Power and Ground Routing
By Peter Kuell
Senior Principal Engineer, Harman Luxury Audio
From the simplest Bluetooth speaker to a high-end power amplifier, all audio devices will contain a number of active electronic components that need connecting to a power rail and a ground in order to function. All these components will be attached to a Printed Circuit Board (PCB), which carries all these connections to the components.
Notionally this is all quite straight forward; tracks for power, tracks for ground and tracks for the various inputs and outputs of the device. Connect the pins up as per the datasheet and watch the magic happen. Whilst this is true and unless you are designing a very high-speed circuit then simply connecting all the pins as the datasheet suggests will mean the device will probably work. In fact, if you read the datasheet for the component in some cases all it might say for the power pins is “connect to 3.3V” and “connect to ground” for the ground pin and “decouple each power pin with a capacitor.”
Well we did that, so job done then right?
Well, no not really. Yes, it will probably work but I If you require it to work well then the process of connecting all these pins becomes more involved.
Consider the example schematic below. It is a simple volume control with analogue input and output signals, a digital control interface and a connector carrying all the signals, power and grounds required to make it work.
The design translated to the PCB layout software and the components arranged where we want them. We are now presented with what is generally known as the rats nest. This is where all the connections are shown simply as lines tracing the shortest distance between pins.
This is a very simple example with only a hand full of connections. A typical PCB will have hundreds of components with thousands of connections that need to be routed. As it is not possible to consider every connection of every component at the same time the easiest way to do this is to route each component or section of PCB then connect to the next component or section.
For the majority of signals they go from one component to another with no connections to any other components. In the case of power and ground connections these are typically connected to lots of components in different areas of the PCB. As these are arguably the most important connections, without them nothing will work at all, let alone well, it makes sense to route these first then deal with the rest of the rats nest of input and output signals.

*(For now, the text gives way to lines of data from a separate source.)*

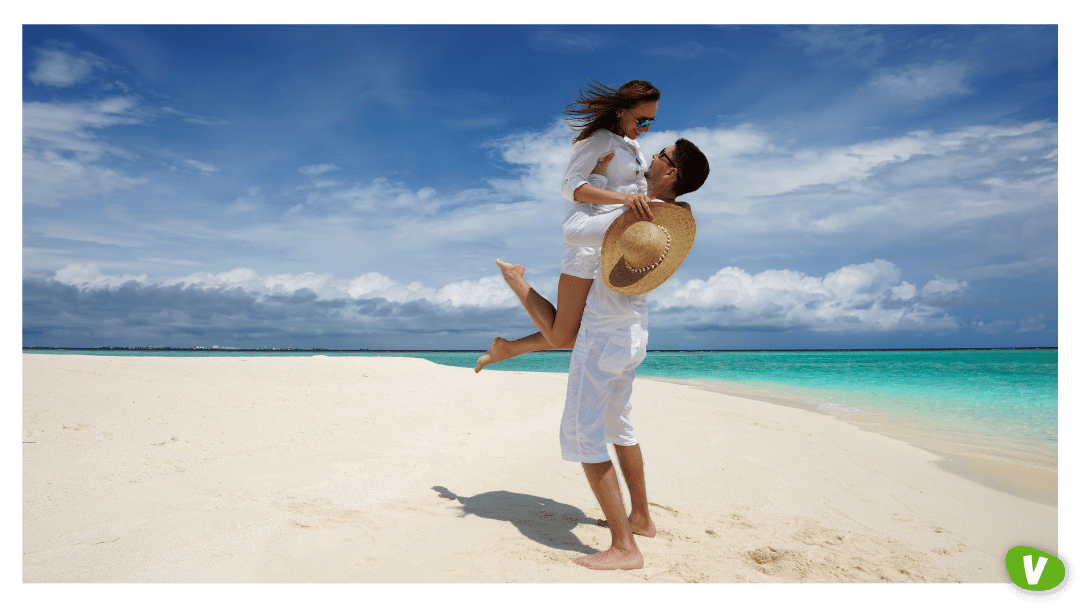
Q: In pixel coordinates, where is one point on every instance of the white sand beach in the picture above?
(389, 470)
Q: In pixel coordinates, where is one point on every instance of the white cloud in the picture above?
(920, 83)
(852, 43)
(204, 167)
(313, 170)
(64, 158)
(863, 297)
(89, 277)
(570, 40)
(62, 69)
(866, 297)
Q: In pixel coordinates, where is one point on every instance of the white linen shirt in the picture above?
(625, 173)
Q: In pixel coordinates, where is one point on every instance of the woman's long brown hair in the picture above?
(597, 106)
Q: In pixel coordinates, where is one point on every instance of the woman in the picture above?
(608, 122)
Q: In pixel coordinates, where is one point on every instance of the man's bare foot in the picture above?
(497, 352)
(514, 275)
(612, 559)
(639, 528)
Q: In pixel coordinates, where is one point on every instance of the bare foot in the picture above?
(639, 528)
(612, 559)
(514, 275)
(497, 352)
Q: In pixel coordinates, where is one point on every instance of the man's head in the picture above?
(677, 170)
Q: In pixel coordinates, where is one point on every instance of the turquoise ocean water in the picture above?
(1000, 405)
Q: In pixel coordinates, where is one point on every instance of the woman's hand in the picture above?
(601, 167)
(640, 205)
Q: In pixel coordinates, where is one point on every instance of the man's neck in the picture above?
(665, 197)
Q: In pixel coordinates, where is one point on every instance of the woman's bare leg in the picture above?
(557, 330)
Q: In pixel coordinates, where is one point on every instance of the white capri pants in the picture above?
(583, 234)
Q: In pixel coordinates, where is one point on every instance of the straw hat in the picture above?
(638, 255)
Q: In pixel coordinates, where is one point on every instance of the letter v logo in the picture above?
(1034, 573)
(1038, 576)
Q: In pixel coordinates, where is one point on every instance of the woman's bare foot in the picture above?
(612, 559)
(497, 352)
(640, 528)
(514, 275)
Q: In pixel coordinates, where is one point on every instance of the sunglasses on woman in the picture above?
(663, 154)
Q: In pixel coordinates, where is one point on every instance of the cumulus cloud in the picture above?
(63, 156)
(865, 297)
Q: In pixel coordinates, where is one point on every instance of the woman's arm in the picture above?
(592, 191)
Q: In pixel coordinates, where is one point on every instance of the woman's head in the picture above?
(626, 111)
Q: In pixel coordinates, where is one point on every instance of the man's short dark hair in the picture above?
(692, 167)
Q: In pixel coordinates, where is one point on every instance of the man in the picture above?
(637, 257)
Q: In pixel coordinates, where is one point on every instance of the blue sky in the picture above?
(350, 186)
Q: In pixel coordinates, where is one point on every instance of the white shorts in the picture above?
(597, 393)
(583, 234)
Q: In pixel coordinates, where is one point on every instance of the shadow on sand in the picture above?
(541, 519)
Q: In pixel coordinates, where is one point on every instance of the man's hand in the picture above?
(640, 205)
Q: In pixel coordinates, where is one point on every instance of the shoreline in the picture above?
(1027, 478)
(396, 470)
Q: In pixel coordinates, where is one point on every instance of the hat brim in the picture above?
(619, 278)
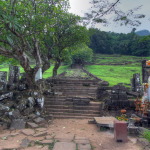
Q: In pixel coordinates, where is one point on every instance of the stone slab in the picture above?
(120, 131)
(41, 129)
(84, 147)
(105, 121)
(32, 125)
(46, 141)
(18, 124)
(40, 134)
(64, 146)
(28, 132)
(64, 137)
(82, 141)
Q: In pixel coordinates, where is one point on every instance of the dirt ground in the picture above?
(100, 140)
(63, 128)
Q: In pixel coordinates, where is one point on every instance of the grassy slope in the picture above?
(48, 73)
(112, 73)
(115, 74)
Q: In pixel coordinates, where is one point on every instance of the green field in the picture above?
(114, 74)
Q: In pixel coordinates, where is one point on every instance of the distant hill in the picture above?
(143, 32)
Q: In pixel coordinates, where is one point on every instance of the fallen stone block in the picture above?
(32, 125)
(40, 134)
(39, 120)
(28, 132)
(120, 131)
(46, 141)
(6, 95)
(18, 124)
(84, 146)
(64, 146)
(25, 143)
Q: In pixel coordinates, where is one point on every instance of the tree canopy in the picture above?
(37, 30)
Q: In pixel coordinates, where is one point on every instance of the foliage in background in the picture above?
(119, 43)
(81, 54)
(146, 135)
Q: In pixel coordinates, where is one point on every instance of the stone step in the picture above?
(68, 103)
(72, 81)
(75, 86)
(50, 110)
(72, 117)
(76, 93)
(72, 114)
(74, 89)
(76, 107)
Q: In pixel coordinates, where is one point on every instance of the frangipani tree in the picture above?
(24, 24)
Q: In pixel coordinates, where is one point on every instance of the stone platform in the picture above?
(105, 121)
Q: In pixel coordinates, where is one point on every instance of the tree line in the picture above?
(119, 43)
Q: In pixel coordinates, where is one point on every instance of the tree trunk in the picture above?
(55, 69)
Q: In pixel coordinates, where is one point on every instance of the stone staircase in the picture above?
(73, 98)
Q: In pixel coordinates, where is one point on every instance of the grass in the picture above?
(113, 59)
(146, 135)
(47, 73)
(114, 74)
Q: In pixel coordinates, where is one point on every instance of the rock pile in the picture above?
(19, 106)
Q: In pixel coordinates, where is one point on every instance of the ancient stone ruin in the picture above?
(19, 107)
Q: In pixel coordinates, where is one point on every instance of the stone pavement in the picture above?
(40, 139)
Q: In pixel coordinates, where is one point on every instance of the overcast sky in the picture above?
(79, 7)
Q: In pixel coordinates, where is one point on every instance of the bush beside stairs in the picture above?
(71, 95)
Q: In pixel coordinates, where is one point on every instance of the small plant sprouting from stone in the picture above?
(76, 146)
(92, 147)
(51, 145)
(146, 135)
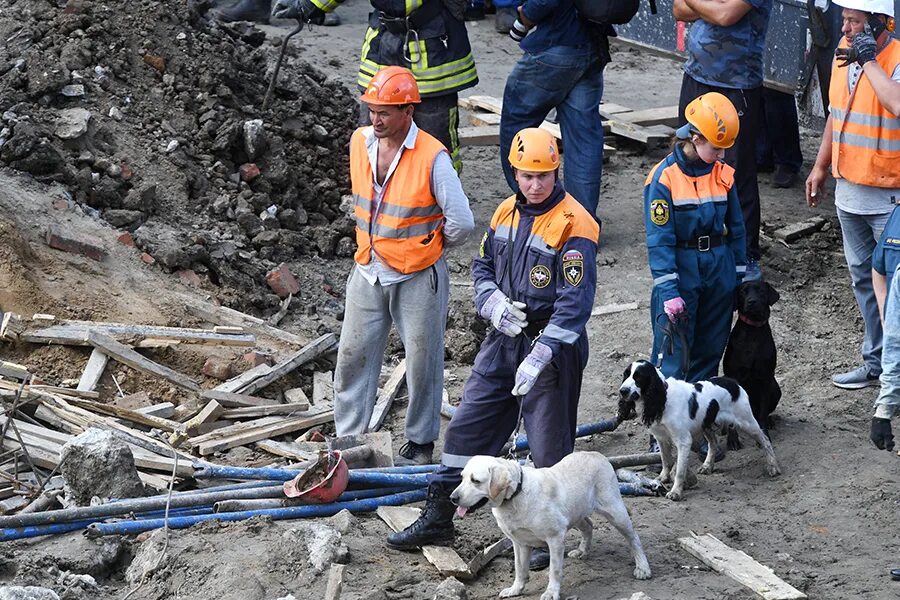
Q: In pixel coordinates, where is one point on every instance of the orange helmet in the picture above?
(534, 149)
(713, 116)
(392, 86)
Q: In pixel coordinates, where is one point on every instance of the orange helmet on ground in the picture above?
(392, 86)
(534, 149)
(713, 116)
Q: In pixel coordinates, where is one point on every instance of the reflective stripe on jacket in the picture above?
(407, 230)
(865, 145)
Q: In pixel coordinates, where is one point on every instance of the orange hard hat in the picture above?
(534, 149)
(392, 86)
(713, 116)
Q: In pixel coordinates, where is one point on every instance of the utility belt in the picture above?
(413, 21)
(702, 243)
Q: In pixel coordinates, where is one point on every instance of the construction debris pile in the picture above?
(151, 116)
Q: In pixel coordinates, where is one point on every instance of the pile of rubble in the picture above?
(150, 114)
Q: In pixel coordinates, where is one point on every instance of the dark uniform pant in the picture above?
(741, 156)
(488, 413)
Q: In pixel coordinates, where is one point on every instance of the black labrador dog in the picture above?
(750, 357)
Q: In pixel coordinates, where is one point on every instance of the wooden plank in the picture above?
(221, 315)
(386, 396)
(479, 136)
(444, 558)
(335, 582)
(739, 566)
(93, 371)
(316, 348)
(232, 400)
(236, 383)
(608, 309)
(76, 333)
(249, 412)
(288, 426)
(127, 356)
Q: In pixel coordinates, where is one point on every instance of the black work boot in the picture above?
(412, 454)
(246, 10)
(434, 526)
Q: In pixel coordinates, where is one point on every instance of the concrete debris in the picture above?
(97, 464)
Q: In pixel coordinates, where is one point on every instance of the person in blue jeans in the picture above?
(562, 68)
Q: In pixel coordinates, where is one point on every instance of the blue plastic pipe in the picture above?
(294, 512)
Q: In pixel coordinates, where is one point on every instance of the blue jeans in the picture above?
(569, 79)
(861, 234)
(889, 398)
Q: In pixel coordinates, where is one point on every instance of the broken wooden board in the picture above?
(795, 231)
(739, 566)
(444, 558)
(127, 356)
(75, 333)
(387, 394)
(608, 309)
(93, 371)
(314, 349)
(232, 400)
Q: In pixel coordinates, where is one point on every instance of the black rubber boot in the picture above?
(246, 10)
(433, 527)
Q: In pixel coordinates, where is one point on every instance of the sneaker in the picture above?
(412, 454)
(753, 271)
(783, 177)
(857, 379)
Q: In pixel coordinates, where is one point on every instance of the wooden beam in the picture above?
(75, 333)
(739, 566)
(93, 371)
(127, 356)
(386, 396)
(309, 352)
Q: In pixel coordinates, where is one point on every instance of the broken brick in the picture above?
(282, 282)
(248, 171)
(189, 277)
(84, 245)
(126, 239)
(217, 368)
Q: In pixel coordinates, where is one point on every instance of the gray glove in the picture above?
(302, 10)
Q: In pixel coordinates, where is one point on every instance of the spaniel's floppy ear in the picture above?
(499, 482)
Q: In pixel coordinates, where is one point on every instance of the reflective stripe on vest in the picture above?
(406, 233)
(865, 143)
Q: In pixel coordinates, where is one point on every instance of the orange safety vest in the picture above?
(407, 232)
(865, 147)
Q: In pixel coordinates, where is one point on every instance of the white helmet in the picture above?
(883, 7)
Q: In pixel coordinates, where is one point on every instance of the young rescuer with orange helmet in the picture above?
(535, 277)
(695, 240)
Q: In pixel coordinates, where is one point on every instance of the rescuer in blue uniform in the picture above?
(535, 278)
(695, 240)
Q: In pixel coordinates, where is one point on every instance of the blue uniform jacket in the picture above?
(684, 200)
(553, 269)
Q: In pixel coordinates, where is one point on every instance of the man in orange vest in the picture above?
(861, 144)
(409, 205)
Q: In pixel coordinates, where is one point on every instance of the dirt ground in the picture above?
(827, 525)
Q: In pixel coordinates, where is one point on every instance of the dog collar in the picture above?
(751, 322)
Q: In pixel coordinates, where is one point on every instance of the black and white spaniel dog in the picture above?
(675, 411)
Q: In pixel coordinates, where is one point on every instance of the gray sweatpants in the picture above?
(418, 306)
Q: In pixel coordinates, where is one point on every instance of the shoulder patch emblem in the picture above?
(540, 276)
(659, 212)
(573, 267)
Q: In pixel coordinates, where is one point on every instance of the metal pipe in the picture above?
(294, 512)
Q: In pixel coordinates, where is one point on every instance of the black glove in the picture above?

So let’s route the power and ground... then route the rest of the connections:
Suddenly looks a bit of a mess. It also has potential issues that may not come to light until you have the PCB made and start testing.
• There are high speed digital control signals very close to our analogue input and output signals which brings with it the potential for interference.
• There are long tracks for the power and ground pins which have an inherent resistance. In the case of this part it is not a big issue, but if this was a high speed part that was switching pins potentially millions of times a second the added resistance of these traces could cause the part to be starved of current and suddenly it cannot switch fast enough or at all. The result of which is the product stops working with no obvious reasons why.
• There is no easy path for the ground to return for the high speed signals or the analogue signals. The ground naturally wants to “follow” the input trace back to its source and this is not possible with this layout.
There are a number of approaches we could take to improve the layout, including:
1. Increase the width of the power and ground traces to lower their resistance.
2. Use a copper “flood” for the ground to lower its resistance and give the ground an easier route back to source whist being able to “follow” the input signal route.
3. Move parts and pins around to improve the routing.
On the schematic the signals are reorganised so that the analogue power and ground are on pins adjacent to the analogue signals and the same for the digital control signals and power.
On the PCB the width of power traces is increased and the ground traces with copper floods. This results in the digital signals being surrounded by their associated ground and the same for the analogue signals.
This is a definite improvement from what we started with and hasn’t cost anything to do and uses no additonal parts or resources.
If we were routing a high speed component or one that requires mutiple different power rails we could consider using a multi layer PCB rather than the standard two layer type. This would enable us to use solid layers of copper on the inside of the PCB to carry our power and ground. This has the advantage of not having to route the power or ground as the copper layer takes care of it for us. It also means the lowest possible impedance for the power and ground due to the increased surface area of the power and ground regions.
So the final “ultimate” version of this simple example would look something like the graphic on the right.
Now we have addressed all the potential issues with best design practices and we can be confident that not only will the part work but it will also work as well as it possibly can.
For the purposes of this example this was all a bit overkill but when you are routing a real PCB then using multilayer PCBs, copper floods and putting some thought into your inter PCB and inter component connections will all make sure the design performs to the best of its ability. This is an iterative process that will probably take multiple tries in order to make sure all the critical signals and components are considered and taken care of. Something that is especially true when you are initially presented with the initial rats nest for a PCB for a real product. The picture below is what a real PCB for an integrated amplifier looks like with signals going all over the place.
Being able to get all the power and ground routed and removed from the rats nest will then allow you to see the wood from the trees which will then allow you to concentrate on all the other critical signals in the design. There is nothing worse than spending hours routing the PCB only to find you now have no way to connect power to a component as you have filled up the PCB with all the other signals.
In summary, whilst you may have used the most expensive components in your design and you followed all the recommendations in the datasheet paying attention to the details could make the difference between a product that simply works, to one that is a class leader in its field.
Sometimes all it takes is a bit of copper that would have normally been etched away to make that difference.